El carro negro salió del estacionamiento. Wendy miró por el espejo retrovisor. César seguía allí, cubriéndose los ojos, su figura haciéndose cada vez más pequeña hasta desaparecer entre el tráfico.
Relajó el agarre del volante, sus palmas estaban sudorosas. En el momento en que usó el aerosol, no había dudado ni un segundo, pero ahora sentía una opresión en el pecho, una mezcla de vacío y melancolía por la ruptura definitiva.
Las calles pasaban a toda velocidad. Conducía sin rumbo fijo. Su celular vibró. En la pantalla apareció el nombre "Abogado".
—Diga —contestó Wendy por el manos libres.

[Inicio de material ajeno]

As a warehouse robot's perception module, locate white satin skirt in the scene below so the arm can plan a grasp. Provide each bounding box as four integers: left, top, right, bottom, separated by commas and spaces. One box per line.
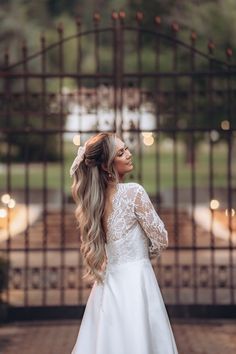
71, 259, 178, 354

—Señorita Quiroga, lo que me encargó ya está casi listo —dijo el abogado Sánchez—. Hemos rastreado los fondos de la dote de la familia Santillán y redactado el acuerdo de revocación de la donación. ¿Se lo envío a su correo?
—Envíemelo —respondió Wendy con voz serena.
—De acuerdo, se lo envío cuanto antes.
Wendy frunció el ceño.
—Además, quiero que publique un comunicado oficial de nuestra separación. La boda con César no tiene validez y no volveremos a tener ningún tipo de relación.